When narrowcasting meets an especially desirable demographic slice, huge sums of money and creative talent are pressed into the service of monotonous sameness. Do you like blockbuster films about superheroes? You had better if you’re going to the cineplex.

Of course, these same forces are at work in the cultural space commonly called “news.” At the zenith of mass communication, the three major television networks produced nearly identical evening news programs. These, in turn, served as a mutual basis for political argument and competition. Today, while the network offerings remain largely unchanged, “news” is available on cable and the Internet tailored to individual tastes. There is progressive news, nationalist news, conservative news and so on. Once a person finds a congenial source, it is possible to snuggle under that blanket and shut out alternatives. The argument becomes the starting point; there is no mutual foundation.

There are signs that the splintering of culture might have limits, and that those limits might be approaching. As Paul Farhi recently observed in The Post, though audiences are scattered, there remains a hunger for common experiences. Fewer people consume the Olympics in long, narrated blocks of time on network television. But millions curate their own Olympics from selections posted to YouTube or TikTok. The fact that viewership was low for, say, the men’s figure skating competition doesn’t mean that the nation is unaware of Nathan Chen and his extraordinary athleticism.
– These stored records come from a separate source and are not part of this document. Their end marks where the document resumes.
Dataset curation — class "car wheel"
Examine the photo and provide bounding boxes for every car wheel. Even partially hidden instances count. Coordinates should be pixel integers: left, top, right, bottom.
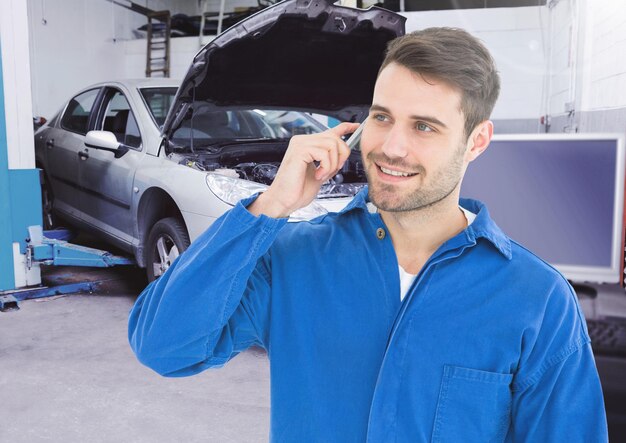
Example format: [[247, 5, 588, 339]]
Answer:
[[146, 217, 190, 282], [41, 175, 58, 231]]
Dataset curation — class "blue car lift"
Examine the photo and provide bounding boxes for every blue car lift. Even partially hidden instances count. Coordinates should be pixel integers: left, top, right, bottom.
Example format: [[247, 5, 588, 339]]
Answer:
[[0, 226, 135, 312]]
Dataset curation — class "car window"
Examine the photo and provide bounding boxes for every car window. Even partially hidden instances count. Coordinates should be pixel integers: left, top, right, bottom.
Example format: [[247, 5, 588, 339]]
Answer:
[[102, 90, 141, 149], [172, 105, 326, 145], [61, 89, 99, 135], [140, 88, 176, 128]]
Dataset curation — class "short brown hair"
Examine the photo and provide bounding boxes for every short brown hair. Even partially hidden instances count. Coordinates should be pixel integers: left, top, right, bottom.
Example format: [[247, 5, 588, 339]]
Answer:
[[378, 28, 500, 137]]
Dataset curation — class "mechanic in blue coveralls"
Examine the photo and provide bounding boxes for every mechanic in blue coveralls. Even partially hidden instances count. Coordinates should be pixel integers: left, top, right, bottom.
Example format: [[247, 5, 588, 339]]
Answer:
[[129, 28, 607, 443]]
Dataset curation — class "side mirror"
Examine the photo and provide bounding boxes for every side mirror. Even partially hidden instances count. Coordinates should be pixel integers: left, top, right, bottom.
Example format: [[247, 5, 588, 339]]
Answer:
[[85, 131, 128, 158]]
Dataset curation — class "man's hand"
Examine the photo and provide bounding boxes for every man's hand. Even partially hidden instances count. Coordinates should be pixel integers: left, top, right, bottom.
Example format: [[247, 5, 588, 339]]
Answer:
[[248, 123, 359, 218]]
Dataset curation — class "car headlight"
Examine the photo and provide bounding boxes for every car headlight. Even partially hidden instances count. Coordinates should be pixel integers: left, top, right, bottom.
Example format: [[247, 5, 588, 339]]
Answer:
[[206, 172, 268, 206], [206, 172, 328, 221]]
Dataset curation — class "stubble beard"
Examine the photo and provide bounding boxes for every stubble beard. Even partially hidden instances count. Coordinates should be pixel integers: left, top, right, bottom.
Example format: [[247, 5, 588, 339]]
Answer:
[[364, 144, 465, 212]]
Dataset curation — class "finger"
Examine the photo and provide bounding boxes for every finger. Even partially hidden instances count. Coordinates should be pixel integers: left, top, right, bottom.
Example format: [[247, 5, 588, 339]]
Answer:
[[309, 146, 337, 180], [337, 143, 352, 172]]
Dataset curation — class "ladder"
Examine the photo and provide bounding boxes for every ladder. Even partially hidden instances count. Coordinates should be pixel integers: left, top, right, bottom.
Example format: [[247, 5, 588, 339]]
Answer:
[[146, 11, 171, 77]]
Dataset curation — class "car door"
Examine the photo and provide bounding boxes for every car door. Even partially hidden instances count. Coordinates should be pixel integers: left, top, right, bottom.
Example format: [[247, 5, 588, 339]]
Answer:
[[44, 88, 101, 219], [79, 87, 143, 244]]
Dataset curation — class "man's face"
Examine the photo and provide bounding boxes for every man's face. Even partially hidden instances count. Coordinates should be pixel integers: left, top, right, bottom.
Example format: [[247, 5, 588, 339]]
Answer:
[[361, 63, 468, 212]]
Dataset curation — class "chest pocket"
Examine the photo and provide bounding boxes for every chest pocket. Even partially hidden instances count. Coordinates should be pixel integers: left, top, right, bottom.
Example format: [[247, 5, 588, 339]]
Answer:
[[431, 365, 513, 443]]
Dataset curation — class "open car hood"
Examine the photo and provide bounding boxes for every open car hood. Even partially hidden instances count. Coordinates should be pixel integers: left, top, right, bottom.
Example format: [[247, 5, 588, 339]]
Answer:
[[162, 0, 406, 138]]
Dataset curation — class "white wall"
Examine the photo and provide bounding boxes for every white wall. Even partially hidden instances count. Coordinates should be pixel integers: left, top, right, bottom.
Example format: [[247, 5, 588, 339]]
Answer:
[[0, 0, 35, 169], [26, 0, 197, 118], [581, 0, 626, 112], [546, 0, 626, 130], [404, 7, 547, 119]]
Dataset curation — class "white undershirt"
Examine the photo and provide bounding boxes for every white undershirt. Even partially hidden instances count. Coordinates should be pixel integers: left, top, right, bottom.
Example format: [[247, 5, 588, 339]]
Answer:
[[398, 206, 476, 301]]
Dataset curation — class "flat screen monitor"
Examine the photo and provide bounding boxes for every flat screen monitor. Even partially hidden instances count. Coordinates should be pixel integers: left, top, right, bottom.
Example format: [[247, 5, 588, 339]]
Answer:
[[461, 134, 625, 286]]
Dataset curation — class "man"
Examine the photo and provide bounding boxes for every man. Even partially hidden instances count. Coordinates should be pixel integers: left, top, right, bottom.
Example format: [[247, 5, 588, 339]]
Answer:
[[129, 28, 607, 442]]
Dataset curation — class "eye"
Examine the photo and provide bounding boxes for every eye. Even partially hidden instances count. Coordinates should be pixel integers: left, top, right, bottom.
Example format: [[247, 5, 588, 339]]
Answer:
[[415, 122, 434, 132]]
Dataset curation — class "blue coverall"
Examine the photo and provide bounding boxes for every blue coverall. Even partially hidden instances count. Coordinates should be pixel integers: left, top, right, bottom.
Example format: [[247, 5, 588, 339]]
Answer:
[[129, 189, 608, 443]]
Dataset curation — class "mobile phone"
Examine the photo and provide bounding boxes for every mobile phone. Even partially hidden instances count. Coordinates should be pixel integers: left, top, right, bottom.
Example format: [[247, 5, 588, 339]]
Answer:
[[346, 123, 364, 150]]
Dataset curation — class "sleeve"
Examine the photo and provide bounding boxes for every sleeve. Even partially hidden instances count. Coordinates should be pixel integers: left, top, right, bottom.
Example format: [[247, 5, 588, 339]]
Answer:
[[507, 281, 608, 443], [128, 198, 287, 377]]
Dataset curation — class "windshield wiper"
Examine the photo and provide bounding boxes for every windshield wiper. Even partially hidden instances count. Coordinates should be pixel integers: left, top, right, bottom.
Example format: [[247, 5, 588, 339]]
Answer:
[[194, 138, 289, 149]]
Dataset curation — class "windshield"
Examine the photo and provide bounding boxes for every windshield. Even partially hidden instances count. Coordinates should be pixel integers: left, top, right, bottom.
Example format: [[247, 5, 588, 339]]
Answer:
[[140, 87, 178, 128], [171, 105, 327, 148]]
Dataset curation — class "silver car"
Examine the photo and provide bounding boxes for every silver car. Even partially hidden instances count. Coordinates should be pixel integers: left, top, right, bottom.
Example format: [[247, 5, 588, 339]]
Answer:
[[35, 0, 404, 280]]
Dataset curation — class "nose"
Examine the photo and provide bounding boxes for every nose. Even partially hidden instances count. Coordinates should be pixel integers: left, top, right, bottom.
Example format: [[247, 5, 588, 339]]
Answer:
[[381, 124, 409, 158]]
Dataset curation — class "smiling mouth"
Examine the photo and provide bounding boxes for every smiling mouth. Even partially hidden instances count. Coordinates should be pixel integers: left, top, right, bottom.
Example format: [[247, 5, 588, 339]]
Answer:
[[376, 165, 418, 177]]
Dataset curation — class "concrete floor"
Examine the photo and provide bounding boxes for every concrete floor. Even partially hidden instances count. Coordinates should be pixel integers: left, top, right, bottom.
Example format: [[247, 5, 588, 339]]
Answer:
[[0, 270, 269, 443]]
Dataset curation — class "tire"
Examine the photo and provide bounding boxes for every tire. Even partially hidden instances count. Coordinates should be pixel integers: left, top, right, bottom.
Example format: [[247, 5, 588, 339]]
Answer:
[[146, 217, 191, 282], [41, 174, 59, 231]]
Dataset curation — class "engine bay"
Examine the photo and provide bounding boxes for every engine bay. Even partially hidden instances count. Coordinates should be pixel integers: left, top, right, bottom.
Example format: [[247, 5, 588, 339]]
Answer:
[[168, 143, 367, 198]]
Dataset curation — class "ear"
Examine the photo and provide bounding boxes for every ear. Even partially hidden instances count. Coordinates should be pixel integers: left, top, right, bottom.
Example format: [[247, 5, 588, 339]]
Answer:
[[465, 120, 493, 163]]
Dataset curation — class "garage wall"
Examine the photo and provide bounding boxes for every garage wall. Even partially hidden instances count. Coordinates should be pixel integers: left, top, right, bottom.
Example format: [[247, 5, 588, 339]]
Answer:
[[27, 0, 197, 119], [404, 6, 548, 133]]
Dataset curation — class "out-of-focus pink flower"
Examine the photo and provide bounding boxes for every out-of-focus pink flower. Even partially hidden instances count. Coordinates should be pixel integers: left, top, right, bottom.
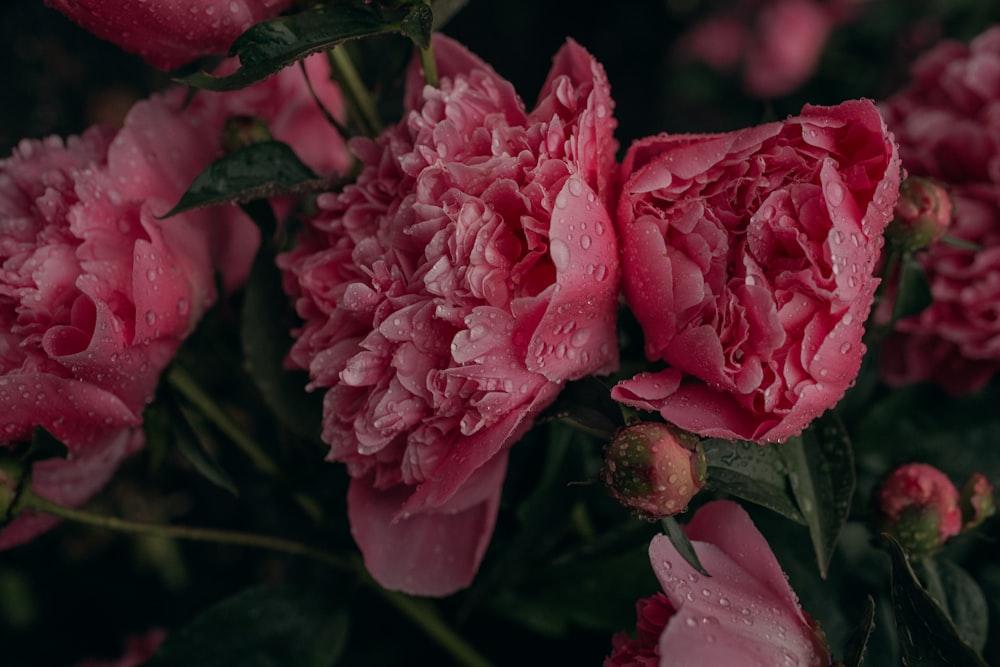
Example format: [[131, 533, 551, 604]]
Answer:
[[279, 36, 619, 595], [45, 0, 294, 69], [601, 422, 707, 521], [604, 500, 832, 667], [959, 472, 997, 530], [612, 101, 899, 441], [876, 463, 962, 554], [0, 60, 347, 545], [76, 628, 167, 667], [679, 0, 847, 98], [743, 0, 832, 98], [882, 28, 1000, 394]]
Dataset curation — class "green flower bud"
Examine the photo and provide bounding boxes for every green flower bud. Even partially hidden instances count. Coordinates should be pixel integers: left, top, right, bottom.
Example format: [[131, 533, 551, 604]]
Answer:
[[601, 422, 707, 521]]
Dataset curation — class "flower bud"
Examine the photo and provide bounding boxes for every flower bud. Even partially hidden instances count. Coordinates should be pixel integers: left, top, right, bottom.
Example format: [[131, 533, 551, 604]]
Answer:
[[876, 463, 962, 556], [886, 176, 953, 251], [958, 472, 997, 530], [601, 422, 707, 521]]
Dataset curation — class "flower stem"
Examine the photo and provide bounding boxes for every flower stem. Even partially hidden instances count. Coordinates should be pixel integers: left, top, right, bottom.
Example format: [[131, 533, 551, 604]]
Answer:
[[167, 364, 280, 476], [327, 46, 382, 137]]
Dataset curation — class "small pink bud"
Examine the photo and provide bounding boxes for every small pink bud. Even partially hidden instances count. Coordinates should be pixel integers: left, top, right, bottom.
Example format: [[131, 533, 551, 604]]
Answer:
[[886, 176, 954, 251], [877, 463, 962, 556], [959, 472, 997, 530], [601, 422, 707, 521]]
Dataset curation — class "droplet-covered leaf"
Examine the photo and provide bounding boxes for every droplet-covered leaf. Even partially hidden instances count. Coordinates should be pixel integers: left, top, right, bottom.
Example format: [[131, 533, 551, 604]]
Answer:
[[164, 141, 331, 218], [702, 438, 805, 524], [180, 0, 433, 91], [777, 413, 855, 579]]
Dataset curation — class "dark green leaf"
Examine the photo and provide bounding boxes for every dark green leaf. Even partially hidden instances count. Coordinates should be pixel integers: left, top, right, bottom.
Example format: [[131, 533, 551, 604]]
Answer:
[[146, 586, 348, 667], [660, 516, 712, 577], [778, 413, 855, 579], [240, 225, 323, 439], [180, 0, 430, 91], [540, 376, 625, 440], [702, 438, 805, 524], [883, 533, 987, 667], [912, 557, 989, 651], [892, 253, 934, 320], [431, 0, 469, 30], [843, 595, 875, 667], [164, 397, 239, 496], [400, 3, 434, 49], [163, 141, 324, 218]]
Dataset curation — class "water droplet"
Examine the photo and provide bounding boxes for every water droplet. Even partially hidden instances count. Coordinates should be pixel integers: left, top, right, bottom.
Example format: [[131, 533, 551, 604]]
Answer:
[[826, 182, 844, 206], [549, 239, 569, 271]]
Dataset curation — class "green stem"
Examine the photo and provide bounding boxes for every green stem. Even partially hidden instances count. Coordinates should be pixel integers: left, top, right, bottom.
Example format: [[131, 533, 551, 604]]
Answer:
[[328, 47, 382, 136], [15, 489, 355, 570], [370, 581, 491, 667], [167, 364, 280, 475], [420, 41, 440, 88]]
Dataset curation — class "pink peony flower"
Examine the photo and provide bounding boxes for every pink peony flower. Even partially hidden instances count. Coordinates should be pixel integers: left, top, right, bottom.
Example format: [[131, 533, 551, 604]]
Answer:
[[279, 36, 618, 595], [612, 101, 899, 441], [882, 27, 1000, 394], [0, 58, 347, 545], [876, 463, 962, 554], [45, 0, 294, 69], [604, 500, 832, 667]]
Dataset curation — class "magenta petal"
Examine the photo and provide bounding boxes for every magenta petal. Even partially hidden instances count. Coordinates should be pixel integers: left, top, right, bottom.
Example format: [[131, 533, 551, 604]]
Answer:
[[526, 176, 619, 382], [347, 453, 507, 596]]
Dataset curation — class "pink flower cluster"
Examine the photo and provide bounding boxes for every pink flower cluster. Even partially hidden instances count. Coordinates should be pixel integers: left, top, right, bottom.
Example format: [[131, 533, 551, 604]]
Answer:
[[45, 0, 294, 69], [882, 28, 1000, 394], [612, 101, 899, 441], [0, 59, 347, 546], [280, 36, 618, 595], [604, 500, 832, 667]]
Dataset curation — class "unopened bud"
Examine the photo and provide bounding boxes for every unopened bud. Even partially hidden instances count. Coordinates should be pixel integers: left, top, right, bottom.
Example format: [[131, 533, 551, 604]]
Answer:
[[877, 463, 962, 556], [601, 422, 707, 521], [886, 176, 954, 251], [959, 472, 997, 530]]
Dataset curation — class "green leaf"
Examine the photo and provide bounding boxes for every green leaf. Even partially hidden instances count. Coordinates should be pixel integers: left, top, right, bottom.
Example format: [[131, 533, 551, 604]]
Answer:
[[163, 141, 324, 218], [911, 557, 989, 651], [539, 376, 625, 440], [892, 253, 934, 321], [778, 413, 856, 579], [702, 438, 806, 524], [400, 3, 434, 49], [240, 223, 323, 439], [882, 533, 987, 667], [179, 0, 432, 91], [660, 516, 712, 577], [431, 0, 469, 30], [843, 595, 875, 667], [146, 586, 348, 667], [164, 396, 239, 496]]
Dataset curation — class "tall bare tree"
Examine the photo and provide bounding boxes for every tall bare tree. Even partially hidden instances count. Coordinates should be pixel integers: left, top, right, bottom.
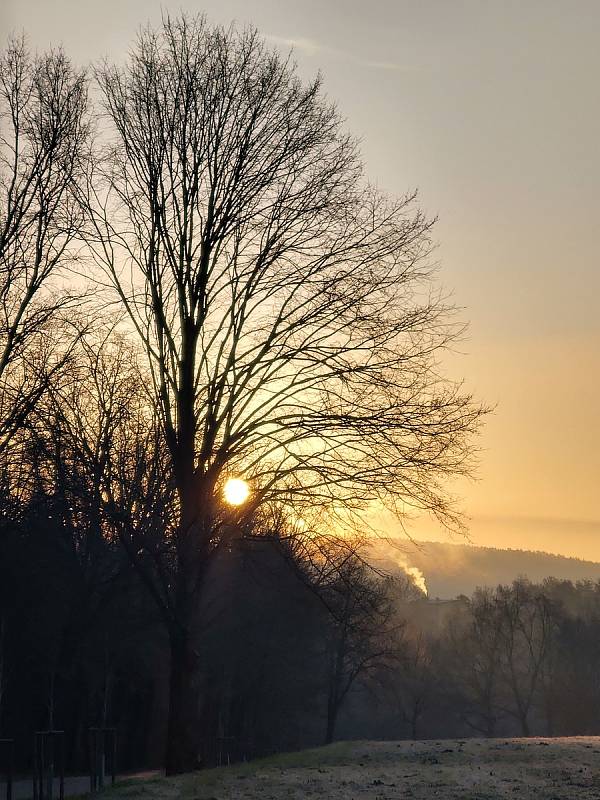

Perhaps Americans will learn, in a similar way, to curate a new set of starting points for our political debates. In the meantime, we have a Super Bowl to watch together.

David Von Drehle writes a twice-weekly column for The Post. He was previously an editor-at-large for Time Magazine, and is the author of four books, including “Rise to Greatness: Abraham Lincoln and America’s Most Perilous Year” and “Triangle: The Fire That Changed America.”